Sao Kya Seng or Sao Kya Hseng (စဝ်ကြာဆိုင်; ၸဝ်ႈၵျႃႇသႅင်; 1924 - disappeared 3 March 1962) was a politician, a mining engineer, an agriculturalist and the last Saopha of Hsipaw State, Myanmar, from 1947 to 1959.

==Early life==
He studied mining engineering at the Colorado School of Mines in Golden, Colorado, United States, from 1949 to 1953. He graduated with a BSc degree in 1953 and then married. His spouse, Sao Nang Thu Sandi or Inge Eberhard, a German-speaking Austrian student who had received a Fulbright Scholarship in 1951, was studying at Colorado Women's College, a constituent college of University of Denver. In 1954, he returned to Burma with her. Inge believed her husband was a mining engineer, but upon arriving in Rangoon, Burma, she was surprised to find a large, cheering crowd welcoming them. It was at that moment Sao Kya Seng disclosed that he was the prince of Hsipaw.

==As ruler ==
After arrival, they were crowned as saopha and mahadevi although Sao Kya Seng had already held this title since 1947. Upon his return in 1953, Sao Kya Seng established the Tai Mining Company with the goal of harnessing his state's abundant mineral resources, including lead, silver, salt, antimony, zinc, and gold. After nine years as rulers of Hsipaw, the couple had two daughters, Sao Mayari and Sao Kennari. Implementing innovative changes to the traditional feudal system of his state, Sao Kya Seng generously granted all princely family paddy fields to the cultivating farmers. He provided free access to tractors and agricultural tools, establishing a progressive approach at his agricultural research center by introducing new crops. Leveraging his background in mining engineering, he launched mineral explorations in Hsipaw, utilizing the proceeds to fund numerous development initiatives. The elderly residents of Hsipaw fondly reminisce about the bygone era of their young princely couple, a time when their quality of life exceeded what they experience today, marked by decades of mismanagement under successive military-dominated regimes.

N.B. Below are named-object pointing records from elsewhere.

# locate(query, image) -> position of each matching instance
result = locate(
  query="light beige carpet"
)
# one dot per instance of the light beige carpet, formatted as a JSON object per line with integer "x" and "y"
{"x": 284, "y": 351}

==Abdication and political career==
Sao Kya Seng abdicated when Shan rulers relinquished their powers in 1959, marking Burma's transition to a republic. Despite this, many of them continued their political involvement, with most becoming members of the House of Nationalities, the upper house of the bicameral parliament. He served as a member of the Chamber of Nationalities, representing Hsipaw constituency, Shan State from 1954 to 1962. From 1948 to 1962, he served as a member of the Shan State Council and as secretary for the Association of Shan Princes from 1954 to 1962. He was arrested in 1962 after General Ne Win's 1962 Burmese coup d'état. Sao Kya Seng was last seen being taken into custody at an army checkpoint near Taunggyi. It was later revealed that he was killed during his detention that year by the military government, who never admitted responsibility. His wife persistently wrote letters to the Burmese civilian president, Thein Sein, seeking information about Sao Kya Seng. Unfortunately, these letters were consistently ignored.

On October 1, 2015, Sao Kya Seng's alma mater Colorado School of Mines acknowledged his contributions, posthumously awarding him the Distinguished Achievement Medal for his remarkable professional accomplishments. The medal was accepted on his behalf by his wife.

Sao Kya Seng was considered by the Shan people as one of the Shan national leaders who promoted federalism and democracy, together with Sao Shwe Thaik and Sao Hkun Hkio. His nephew, Khun Htun Oo, son of his elder brother Sao Kyar Zon, served as president of Shan National League for Democracy, a major political party representing Shan people.

==In popular culture==
Sao Kya Seng's wife, Inge, wrote a book, Twilight Over Burma: My Life as a Shan Princess, in 1994 about her marriage and life in Burma. The book became the film, Twilight Over Burma, in 2015. The film was banned in both Myanmar and Thailand.